Go, Chief Haggard, Go
If you are traveling on I-24 through Marion County, Tennessee, and your vehicle catches fire you better have a fire extinguisher because the local fire department, led by Fire Chief Eddie Haggard won’t have your back.
And that includes a bus full of U.S. Marines who found out the hard way the other day.
The Marines apparently conducted an orderly retreat as their vehicle was reduced to frames, rails and springs.
The reason for the non-response?
Money, of course.
Last year Chief Haggard conducted a financial review and determined that his volunteer organization can properly afford to protect structures and some roads but not the interstate.
And everyone is up in arms.
Question.
Would any of the “up-in-arms” crowd be doing what they are doing if they weren’t getting paid to do it?
That includes the 911 dispatchers, police officers, state officials and of course, the reporters.
This is truly a “head-up-your-ass moment” and Chief Haggard is there to help us perform an en-masse extraction.
This news just in: it takes money to provide fire protection.

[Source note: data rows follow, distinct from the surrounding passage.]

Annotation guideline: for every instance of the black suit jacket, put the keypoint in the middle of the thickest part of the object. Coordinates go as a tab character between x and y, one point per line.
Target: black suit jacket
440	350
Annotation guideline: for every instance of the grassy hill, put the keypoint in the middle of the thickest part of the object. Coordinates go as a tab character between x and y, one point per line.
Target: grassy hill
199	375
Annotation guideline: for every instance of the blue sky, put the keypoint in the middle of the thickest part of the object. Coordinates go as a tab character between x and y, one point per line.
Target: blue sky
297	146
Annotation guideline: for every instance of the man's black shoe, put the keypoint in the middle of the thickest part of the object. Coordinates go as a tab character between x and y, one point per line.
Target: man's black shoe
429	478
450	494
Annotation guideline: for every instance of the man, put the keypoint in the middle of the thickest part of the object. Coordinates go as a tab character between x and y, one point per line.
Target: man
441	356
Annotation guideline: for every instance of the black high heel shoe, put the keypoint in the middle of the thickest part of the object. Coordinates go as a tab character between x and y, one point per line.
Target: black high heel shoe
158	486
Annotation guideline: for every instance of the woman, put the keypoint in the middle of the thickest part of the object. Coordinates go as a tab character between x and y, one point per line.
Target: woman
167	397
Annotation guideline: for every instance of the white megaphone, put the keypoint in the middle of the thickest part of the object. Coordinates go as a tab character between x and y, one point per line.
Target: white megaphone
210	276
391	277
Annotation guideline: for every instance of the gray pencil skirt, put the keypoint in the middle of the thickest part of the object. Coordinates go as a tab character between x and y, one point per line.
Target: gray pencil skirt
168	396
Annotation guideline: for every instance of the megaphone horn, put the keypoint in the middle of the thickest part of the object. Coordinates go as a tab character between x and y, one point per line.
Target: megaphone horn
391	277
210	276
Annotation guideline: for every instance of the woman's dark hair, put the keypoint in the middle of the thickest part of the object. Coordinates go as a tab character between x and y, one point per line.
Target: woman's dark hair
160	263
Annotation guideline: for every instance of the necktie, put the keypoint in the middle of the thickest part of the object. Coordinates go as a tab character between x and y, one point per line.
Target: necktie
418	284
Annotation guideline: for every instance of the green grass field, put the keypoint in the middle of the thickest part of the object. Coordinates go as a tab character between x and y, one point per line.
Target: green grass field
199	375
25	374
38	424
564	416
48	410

Up to a given point, the more funding, the better the protection.
The inverse is also true: less money, less protection, all the way down to where you have to set priorities and have the brains and guts to say “no.”
Haggard has both.
Deliciously, everyone in the news video sounds so amazed, incredulous even, that the firefighters on the mountain figured out that they needed to make tough decisions, and then did so.
If the state of Tennessee wants I-24 to have basic fire protection they need to fork up some bucks to make it happen or be content to go without.
Fire Chief Eddie Haggard, you are my kind of guy.